# Froberger Harpsicord brilliant versus naxos, think it's fair to says naxos better?



## deprofundis (Apr 25, 2014)

I have both Brilliant offering was a tad drab for me, while naxos under Vartolo's skills managed to pull decent rendition of the Harpsicord master that is moving, riveting, so that about iit.

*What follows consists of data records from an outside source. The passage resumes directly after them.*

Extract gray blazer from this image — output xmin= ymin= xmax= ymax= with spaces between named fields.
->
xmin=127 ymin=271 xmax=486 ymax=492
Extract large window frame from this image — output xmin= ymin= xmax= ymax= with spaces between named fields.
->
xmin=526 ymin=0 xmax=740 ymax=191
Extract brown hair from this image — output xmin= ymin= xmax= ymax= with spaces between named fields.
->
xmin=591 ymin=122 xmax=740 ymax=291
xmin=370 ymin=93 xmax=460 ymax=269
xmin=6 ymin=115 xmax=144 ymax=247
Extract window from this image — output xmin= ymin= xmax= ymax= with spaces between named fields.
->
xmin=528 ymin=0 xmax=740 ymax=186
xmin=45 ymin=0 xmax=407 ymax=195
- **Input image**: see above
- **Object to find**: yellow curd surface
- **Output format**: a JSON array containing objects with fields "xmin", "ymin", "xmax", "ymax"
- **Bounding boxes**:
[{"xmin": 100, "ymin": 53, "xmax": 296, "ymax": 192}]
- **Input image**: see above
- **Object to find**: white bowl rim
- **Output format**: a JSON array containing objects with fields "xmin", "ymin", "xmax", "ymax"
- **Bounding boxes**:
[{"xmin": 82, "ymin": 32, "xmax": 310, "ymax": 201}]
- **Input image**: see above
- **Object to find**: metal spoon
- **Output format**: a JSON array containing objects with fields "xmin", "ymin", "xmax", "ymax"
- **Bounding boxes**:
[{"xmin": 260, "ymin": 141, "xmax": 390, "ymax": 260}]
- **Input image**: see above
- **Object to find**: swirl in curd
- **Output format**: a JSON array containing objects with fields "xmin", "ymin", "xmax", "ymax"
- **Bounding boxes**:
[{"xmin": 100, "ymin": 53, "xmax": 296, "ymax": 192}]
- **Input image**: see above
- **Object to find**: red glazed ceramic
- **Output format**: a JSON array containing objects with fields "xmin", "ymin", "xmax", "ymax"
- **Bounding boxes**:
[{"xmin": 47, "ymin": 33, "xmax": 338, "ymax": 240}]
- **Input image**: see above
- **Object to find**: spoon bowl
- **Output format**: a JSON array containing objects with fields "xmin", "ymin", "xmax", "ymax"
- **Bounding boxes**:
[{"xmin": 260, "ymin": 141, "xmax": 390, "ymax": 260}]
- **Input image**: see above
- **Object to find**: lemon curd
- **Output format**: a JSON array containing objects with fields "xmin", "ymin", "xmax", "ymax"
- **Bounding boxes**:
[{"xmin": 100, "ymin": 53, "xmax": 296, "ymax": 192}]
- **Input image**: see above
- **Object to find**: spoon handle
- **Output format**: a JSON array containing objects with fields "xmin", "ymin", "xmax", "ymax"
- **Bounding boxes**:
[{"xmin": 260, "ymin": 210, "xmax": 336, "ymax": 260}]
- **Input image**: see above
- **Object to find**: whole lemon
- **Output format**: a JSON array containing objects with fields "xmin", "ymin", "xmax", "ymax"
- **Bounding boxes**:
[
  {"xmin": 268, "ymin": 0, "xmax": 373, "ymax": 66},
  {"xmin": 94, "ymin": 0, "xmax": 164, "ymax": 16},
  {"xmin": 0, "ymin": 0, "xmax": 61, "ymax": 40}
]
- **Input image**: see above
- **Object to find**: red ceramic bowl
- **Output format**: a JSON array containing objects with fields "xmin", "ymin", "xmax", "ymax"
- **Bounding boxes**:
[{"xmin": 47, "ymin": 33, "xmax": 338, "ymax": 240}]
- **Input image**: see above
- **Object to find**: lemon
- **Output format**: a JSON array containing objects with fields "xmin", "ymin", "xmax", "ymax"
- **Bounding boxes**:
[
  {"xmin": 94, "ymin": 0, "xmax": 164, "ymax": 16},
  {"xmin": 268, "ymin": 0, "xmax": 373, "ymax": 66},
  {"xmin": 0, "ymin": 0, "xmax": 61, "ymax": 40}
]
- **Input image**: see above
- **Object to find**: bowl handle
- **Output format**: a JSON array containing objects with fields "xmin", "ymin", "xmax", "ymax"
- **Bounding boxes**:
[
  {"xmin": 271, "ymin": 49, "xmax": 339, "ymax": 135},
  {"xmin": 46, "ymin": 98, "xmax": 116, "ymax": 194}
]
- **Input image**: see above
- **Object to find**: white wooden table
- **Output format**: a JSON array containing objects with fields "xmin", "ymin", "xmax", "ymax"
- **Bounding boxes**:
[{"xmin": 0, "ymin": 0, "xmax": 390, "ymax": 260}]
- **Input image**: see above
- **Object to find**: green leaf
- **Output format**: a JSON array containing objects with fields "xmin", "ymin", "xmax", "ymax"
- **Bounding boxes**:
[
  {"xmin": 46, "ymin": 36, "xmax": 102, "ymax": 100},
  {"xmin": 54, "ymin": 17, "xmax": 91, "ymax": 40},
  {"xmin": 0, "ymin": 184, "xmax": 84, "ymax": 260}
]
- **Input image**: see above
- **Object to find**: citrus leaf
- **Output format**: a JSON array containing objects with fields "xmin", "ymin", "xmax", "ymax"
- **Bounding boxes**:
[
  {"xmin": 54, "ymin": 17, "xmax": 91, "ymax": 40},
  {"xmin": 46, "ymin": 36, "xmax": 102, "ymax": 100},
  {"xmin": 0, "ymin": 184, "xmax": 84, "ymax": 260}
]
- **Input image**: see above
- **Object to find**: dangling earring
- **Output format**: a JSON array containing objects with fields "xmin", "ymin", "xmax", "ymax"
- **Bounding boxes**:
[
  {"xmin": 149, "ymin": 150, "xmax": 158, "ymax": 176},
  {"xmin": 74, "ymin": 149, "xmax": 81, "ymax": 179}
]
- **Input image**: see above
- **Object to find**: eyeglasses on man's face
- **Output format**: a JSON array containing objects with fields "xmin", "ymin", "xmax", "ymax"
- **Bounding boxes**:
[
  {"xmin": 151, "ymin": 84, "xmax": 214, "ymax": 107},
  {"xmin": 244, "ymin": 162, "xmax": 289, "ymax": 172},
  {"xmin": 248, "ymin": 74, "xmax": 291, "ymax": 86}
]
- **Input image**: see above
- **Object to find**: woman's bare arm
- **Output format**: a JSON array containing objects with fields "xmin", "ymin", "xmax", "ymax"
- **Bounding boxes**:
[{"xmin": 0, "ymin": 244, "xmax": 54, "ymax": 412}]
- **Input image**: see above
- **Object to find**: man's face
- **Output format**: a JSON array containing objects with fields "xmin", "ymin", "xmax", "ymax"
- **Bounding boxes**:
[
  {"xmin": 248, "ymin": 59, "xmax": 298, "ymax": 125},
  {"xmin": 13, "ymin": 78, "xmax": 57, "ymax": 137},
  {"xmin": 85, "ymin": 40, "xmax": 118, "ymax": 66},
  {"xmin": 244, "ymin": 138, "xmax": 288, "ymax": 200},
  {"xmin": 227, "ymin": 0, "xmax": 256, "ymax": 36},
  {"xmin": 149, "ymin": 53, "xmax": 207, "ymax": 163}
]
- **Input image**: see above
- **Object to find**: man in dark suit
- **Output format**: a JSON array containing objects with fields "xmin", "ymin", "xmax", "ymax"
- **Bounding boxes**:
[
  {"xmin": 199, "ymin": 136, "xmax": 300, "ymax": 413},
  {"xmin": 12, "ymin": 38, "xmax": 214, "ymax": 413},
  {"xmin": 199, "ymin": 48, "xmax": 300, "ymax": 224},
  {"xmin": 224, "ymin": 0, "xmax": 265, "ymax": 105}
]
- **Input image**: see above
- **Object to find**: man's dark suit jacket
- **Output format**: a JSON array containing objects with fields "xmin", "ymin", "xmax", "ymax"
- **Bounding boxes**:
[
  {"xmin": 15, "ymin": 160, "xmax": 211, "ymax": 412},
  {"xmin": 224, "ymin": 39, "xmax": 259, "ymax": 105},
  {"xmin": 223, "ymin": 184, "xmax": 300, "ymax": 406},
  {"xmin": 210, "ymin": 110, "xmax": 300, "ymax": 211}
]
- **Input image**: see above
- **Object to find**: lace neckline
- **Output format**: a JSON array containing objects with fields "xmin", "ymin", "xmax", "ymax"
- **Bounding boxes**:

But Brilliant dont hate me, i still find some brilliant release quite brilliant like you Jacobus vaet box-set of sacred music of gesualdo court music Giovanni de la la macque, to be fairplay, im about this principle

Virtueous is something not inerant to everyone, even when you have some of it you have to harnessed it even ,the more the better... :angel:

:tiphat:

''quote Jésus of Nazareth than lazarus came back to life''


----------



## Mandryka (Feb 22, 2013)

Ah yes well Stella is a competent keyboard player and Vartolo is a poet of the keyboard, that's the difference. Vartolo's Froberger is the most uncompromising vision of bleakness expressed in music that I've heard.


----------



## Myriadi (Mar 6, 2016)

I never warmed to Stella, myself - not just in Froberger, but in any repertoire. Vartolo on the other hand is a phenomenal performer, and pretty much everything he recorded is worth listening to.


----------